# Free Book Finds: March 2012 (No Self-Promotion Please!)



## Betsy the Quilter (Oct 27, 2008)

Post your free* book finds here.

Click here for the February 2012 thread.

This thread is for members to post your Free book finds, no self-promotion please. And please do not link through other sites: use KindleBoards affiliate links (link-maker above) or generic Amazon links. 

If you have a book of your own to promote, you may start a thread all your own in the Book Bazaar to promote your book, to post news and to talk to your fans! Of course, you may also list the book in your Avatar and signature. And you may list your temporarily free books in our Links to Free Books thread. Thanks!

Tip: typing in the title in addition to including the cover helps when doing searches!

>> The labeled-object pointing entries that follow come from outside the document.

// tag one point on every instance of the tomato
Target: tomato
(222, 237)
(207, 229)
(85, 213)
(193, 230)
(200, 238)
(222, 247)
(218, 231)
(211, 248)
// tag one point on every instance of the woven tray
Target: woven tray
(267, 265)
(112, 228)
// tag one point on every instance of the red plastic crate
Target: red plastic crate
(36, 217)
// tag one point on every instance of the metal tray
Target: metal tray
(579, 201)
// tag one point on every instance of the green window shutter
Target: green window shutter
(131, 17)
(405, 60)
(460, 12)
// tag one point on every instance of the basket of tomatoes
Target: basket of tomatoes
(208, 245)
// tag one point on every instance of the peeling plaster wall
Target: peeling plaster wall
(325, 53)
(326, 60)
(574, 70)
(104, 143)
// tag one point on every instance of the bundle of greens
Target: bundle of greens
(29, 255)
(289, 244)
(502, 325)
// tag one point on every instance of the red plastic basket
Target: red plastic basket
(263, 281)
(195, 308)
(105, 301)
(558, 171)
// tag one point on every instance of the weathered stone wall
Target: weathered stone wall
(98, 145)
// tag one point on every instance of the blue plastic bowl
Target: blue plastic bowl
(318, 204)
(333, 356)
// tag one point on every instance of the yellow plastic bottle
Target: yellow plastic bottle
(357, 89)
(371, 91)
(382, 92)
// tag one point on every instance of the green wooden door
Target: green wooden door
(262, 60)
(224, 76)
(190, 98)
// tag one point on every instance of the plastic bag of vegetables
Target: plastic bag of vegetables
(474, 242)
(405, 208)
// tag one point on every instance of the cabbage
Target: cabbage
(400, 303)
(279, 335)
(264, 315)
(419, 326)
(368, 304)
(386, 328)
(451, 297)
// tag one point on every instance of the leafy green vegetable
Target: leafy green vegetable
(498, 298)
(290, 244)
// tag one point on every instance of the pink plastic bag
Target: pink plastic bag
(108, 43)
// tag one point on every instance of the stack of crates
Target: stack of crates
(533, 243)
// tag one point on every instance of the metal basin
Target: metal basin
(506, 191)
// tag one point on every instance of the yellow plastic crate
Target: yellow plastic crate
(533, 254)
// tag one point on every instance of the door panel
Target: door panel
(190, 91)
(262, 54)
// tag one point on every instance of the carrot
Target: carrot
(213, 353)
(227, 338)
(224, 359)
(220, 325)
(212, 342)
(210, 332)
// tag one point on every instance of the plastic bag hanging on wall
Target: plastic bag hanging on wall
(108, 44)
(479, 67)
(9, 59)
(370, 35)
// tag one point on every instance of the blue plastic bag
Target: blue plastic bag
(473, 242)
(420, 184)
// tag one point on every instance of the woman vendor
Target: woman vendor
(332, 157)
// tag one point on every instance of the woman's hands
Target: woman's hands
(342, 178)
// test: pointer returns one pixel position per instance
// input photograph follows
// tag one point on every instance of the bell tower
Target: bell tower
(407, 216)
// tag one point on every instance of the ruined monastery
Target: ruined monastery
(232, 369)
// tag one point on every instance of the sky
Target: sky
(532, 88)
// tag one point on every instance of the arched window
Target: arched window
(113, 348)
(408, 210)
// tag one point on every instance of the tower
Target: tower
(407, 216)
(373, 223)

We generally try to keep this thread on topic with book posts only, off-topic posts will be "pruned"! This helps members who use the "new post" indicator or who have subscribed to the thread. Thanks for your cooperation!

Ann & Betsy
Book Bazaar Moderators

**buyer beware: though books are free when posted here, prices on Amazon can change without warning so be sure to look before you click!
**international members: these books are free in the US, but may not be free in your country. Again, be sure to look before you click*


----------



## Judy Powell (Sep 25, 2011)

For all the Harlequin Romance fans, check out this freebie:



This American romance was originally $ 4.99 so free is a good deal.


----------



## Pirate96 (Sep 8, 2011)

Operation #EFAD has launched! Read a great novel that foreshadows a government operation similar to Fast and Furious. One of the best writers that I have read in a long time. Glad to see him offer this one for free. You'll be glad you gave it a whirl.

Only free for a few days!


----------



## CrystalMarcos (Dec 27, 2011)

Memories Kindle Edition
http://www.amazon.com/Memories-ebook/dp/B007DCBI7C/ref=sr_1_11?s=digital-text&ie=UTF8&qid=1330629161&sr=1-11
Free currently


----------



## aphraeldanae (Jul 5, 2011)




----------



## geoffthomas (Feb 27, 2009)

You have the opportunity to get the first book written in one of the most exciting series you will read.
Mike Hicks is one of our resident authors and this work is wonderful.
Just sayin.......

In the first book of the epic futuristic fantasy IN HER NAME series, EMPIRE is the coming-of-age story of Reza Gard, a young boy of the Human Confederation who is swept up in the century-long war with the alien Kreelan Empire. Nightmarish female warriors with blue skin, fangs, and razor sharp talons, the Kreelans have technology that is millennia beyond that of the Confederation, yet they seek out close combat with sword and claw, fighting and dying to honor their god-like Empress. Captured and enslaved, Reza must live like his enemies in a grand experiment to see if humans have souls, and if one may be the key to unlocking an ages old curse upon the Kreelan race. Enduring the brutal conditions of Kreelan life, Reza and a young warrior named Esah-Zhurah find themselves bound together by fTate and a prophecy foretold millennia before they were born.


*IN HER NAME: EMPIRE*

​


----------



## emilyward (Mar 5, 2011)

Glimpse by Stacey Wallace Benefiel is free. I've been wanting to read this one for a while!


----------



## cheriereich (Feb 12, 2011)

For a great Biblical Romance, check out Michal's Window by Rachelle Ayala. It's currently free, and it's a passionate retelling of King David's first wife's story.


----------



## Zoe Sharp (Feb 28, 2012)

Alexandra Sokoloff has two wonderful e-books up at the moment for free. One is her YA thriller:

The Space Between "Alexandra Sokoloff has created an intricate tapestry; a dark Young Adult novel with threads of horror and science fiction that make it a true original. Loaded with graphic, vivid images that place the reader in the midst of the mystery and danger, The Space Between takes psychological elements, quantum physics and multiple dimensions with parallel universes and creates a storyline that has no equal. A must-read. " -- Suspense Magazine



The second is Book of Shadows which is free worldwide except for the USA

"A wonderfully dark thriller with amazing is-it-isn't-it suspense all the way to the end. Highly recommended." -- Lee Child


----------



## Lisa Lim (Mar 16, 2011)

Free at the moment. Humor/ Mystery/ Romantic Comedy


----------



## djgross (May 24, 2011)

The first book in a great suspense series. Free as of 1pm Friday March 2nd (no idea how long it will stay free).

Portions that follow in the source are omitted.